Voici venir des jours, déclare le Seigneur, où je conclurai avec la maison d'Israël et avec la maison de Juda une Alliance nouvelle.
Ce ne sera pas comme l'Alliance que j'ai conclue avec leurs pères, le jour où je les ai pris par la main pour les faire sortir d'Égypte : mon Alliance, c'est eux qui l'ont rompue, alors que moi, j'avais des droits sur eux.
Mais voici quelle sera l'Alliance que je conclurai avec la maison d'Israël quand ces jours-là seront passés, déclare le Seigneur. Je mettrai ma Loi au plus profond d'eux-mêmes ; je l'inscrirai dans leur coeur. Je serai leur Dieu, et ils seront mon peuple.

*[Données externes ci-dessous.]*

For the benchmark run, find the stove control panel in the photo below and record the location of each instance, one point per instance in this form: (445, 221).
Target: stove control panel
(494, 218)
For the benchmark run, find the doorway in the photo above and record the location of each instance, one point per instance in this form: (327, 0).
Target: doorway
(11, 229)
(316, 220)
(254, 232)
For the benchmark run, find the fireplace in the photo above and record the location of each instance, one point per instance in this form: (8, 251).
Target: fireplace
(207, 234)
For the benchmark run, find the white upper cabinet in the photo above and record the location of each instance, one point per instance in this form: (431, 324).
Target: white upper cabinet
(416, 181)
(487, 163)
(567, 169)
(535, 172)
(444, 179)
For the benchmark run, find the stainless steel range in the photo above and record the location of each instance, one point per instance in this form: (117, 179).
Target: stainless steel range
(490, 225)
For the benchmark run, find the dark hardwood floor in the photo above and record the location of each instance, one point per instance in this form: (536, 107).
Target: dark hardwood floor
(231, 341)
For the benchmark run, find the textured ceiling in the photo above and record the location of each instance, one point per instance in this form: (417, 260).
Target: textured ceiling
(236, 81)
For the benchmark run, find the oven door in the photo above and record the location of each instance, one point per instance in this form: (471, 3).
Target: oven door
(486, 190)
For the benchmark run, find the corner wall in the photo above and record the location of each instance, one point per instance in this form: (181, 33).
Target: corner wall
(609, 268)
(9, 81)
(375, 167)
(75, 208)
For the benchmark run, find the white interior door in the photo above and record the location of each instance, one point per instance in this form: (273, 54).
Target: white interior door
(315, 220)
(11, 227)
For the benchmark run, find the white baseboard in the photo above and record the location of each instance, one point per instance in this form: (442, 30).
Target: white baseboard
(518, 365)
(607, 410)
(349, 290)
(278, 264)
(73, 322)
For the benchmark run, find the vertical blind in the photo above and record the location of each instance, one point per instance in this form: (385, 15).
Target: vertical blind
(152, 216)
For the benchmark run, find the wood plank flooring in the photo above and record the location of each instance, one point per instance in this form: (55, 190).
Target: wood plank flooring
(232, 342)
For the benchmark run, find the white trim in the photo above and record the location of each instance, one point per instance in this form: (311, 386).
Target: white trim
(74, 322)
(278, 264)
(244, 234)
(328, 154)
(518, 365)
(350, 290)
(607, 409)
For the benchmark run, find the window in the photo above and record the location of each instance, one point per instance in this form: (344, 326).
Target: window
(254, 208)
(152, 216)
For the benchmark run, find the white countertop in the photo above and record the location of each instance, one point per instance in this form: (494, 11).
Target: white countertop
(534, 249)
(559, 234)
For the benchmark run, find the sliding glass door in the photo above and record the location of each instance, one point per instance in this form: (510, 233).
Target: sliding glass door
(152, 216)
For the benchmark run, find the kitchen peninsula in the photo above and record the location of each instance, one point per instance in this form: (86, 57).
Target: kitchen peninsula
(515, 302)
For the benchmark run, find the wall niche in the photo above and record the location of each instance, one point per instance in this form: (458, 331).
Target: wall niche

Ils n'auront plus besoin d'instruire chacun son compagnon, ni chacun son frère en disant : « Apprends à connaître le Seigneur ! » Car tous me connaîtront, des plus petits jusqu'aux plus grands, déclare le Seigneur. Je pardonnerai leurs fautes, je ne me rappellerai plus leurs péchés.
Extrait de la Traduction Liturgique de la Bible
Psaume 50 (51), 12-13, 14-15, 18-19
Donne-nous, Seigneur, un cœur nouveau !
Crée en moi un coeur pur, ô mon Dieu,
renouvelle et raffermis au fond de moi mon esprit.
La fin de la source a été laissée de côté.